2022-10-23 03:18:30: netdata IERR  : PLUGINSD[ebpf] : (0337@parser/parser.c     :parser_action  ): action_function() failed with rc = 2
2022-10-23 03:18:30: netdata IERR  : PLUGINSD[ebpf] : (0348@parser/parser.c     :parser_action  ): parser_action() failed.
2022-10-23 03:18:30: netdata ERROR : PLUGINSD[ebpf] : (0133@collectors/plugins.d:pluginsd_worker): '/usr/libexec/netdata/plugins.d/ebpf.plugin' (pid 21184) disconnected after 59773 successful data collections (ENDs).
2022-10-23 03:18:34: netdata ERROR : PLUGINSD[ebpf] : (0412@libnetdata/popen/pop:netdata_pclose ): child pid 21184 exited with code 15.
2022-10-23 03:18:34: netdata ERROR : PLUGINSD[ebpf] : (0091@collectors/plugins.d:pluginsd_worker): '/usr/libexec/netdata/plugins.d/ebpf.plugin' (pid 21184) exited with error code 15, but has given useful output in the past (59773 times). Will not start it again - it is disabled.
2022-10-23 03:18:44: netdata INFO  : PLUGINSD[ebpf] : (0120@libnetdata/threads/t:thread_cleanup ): thread with task id 21167 finished

When a service was starting after eBPF plugin is running, it was not recreating properly the dimensions and this could create previous error. This PR is fixing this.

Test Plan

I am really sorry for this, but you will need to use systemd to test the PR. 😄

  1. Compile this PR on an environment with systemd. I suggest to compile with flag -DNETDATA_DEV_MODE=1.
  2. Be sure that integration between eBPF and cgroup inside your /etc/netdata/ebpf.d.conf:
[global]
    apps = yes
    cgroups = yes
  1. Start netdata.
  2. Wait at least 2 minutes and stop a service.
  3. Now start the service again, and wait few minutes.
  4. After these steps the plugin should not stop anymore.
Additional Information

It is not necessary to test on different kernels.

A quick update, I ran this PR during 10 hours without any issue. I was not able to run too long with current master on Arch Linux.

For users: How does this change affect me? Describe the PR affects users: - Which area of Netdata is affected by the change? eBPF.plugin - Can they see the change or is it an under the hood? If they can see it, where? Yes, the plugin won't fail when a service is stopped. - How is the user impacted by the change? A better plugin - What are there any benefits of the change? eBPF will monitor systemd without issues.

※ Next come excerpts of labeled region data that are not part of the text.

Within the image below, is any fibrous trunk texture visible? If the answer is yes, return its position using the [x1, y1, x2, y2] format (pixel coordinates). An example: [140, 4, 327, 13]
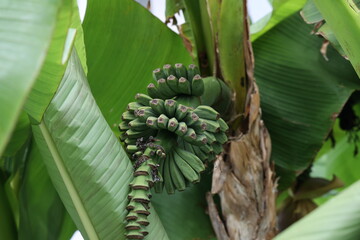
[207, 83, 276, 240]
[207, 2, 276, 237]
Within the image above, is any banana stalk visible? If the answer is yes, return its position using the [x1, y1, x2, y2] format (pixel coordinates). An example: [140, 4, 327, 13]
[119, 64, 230, 239]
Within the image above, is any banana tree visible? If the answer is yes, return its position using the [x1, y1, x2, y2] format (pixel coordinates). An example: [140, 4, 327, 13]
[0, 0, 360, 239]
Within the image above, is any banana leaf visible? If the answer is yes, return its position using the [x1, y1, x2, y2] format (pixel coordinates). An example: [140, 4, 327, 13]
[275, 181, 360, 240]
[33, 51, 167, 240]
[253, 13, 360, 187]
[0, 0, 64, 154]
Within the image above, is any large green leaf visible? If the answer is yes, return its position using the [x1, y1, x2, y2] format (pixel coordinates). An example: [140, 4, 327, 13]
[0, 181, 17, 240]
[33, 52, 167, 240]
[314, 0, 360, 77]
[275, 181, 360, 240]
[151, 172, 215, 240]
[25, 0, 86, 122]
[253, 13, 360, 184]
[0, 0, 63, 154]
[250, 0, 306, 41]
[83, 0, 191, 132]
[19, 143, 76, 240]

@github-actions github-actions bot added area/collectors Everything related to data collection collectors/ebpf labels Oct 26, 2022
@MrZammler
Copy link
Contributor

Hi Thiago!

Not sure what I'm doing wrong here, I've compiled your branch on an Ubuntu 22.04, in system directories, etc.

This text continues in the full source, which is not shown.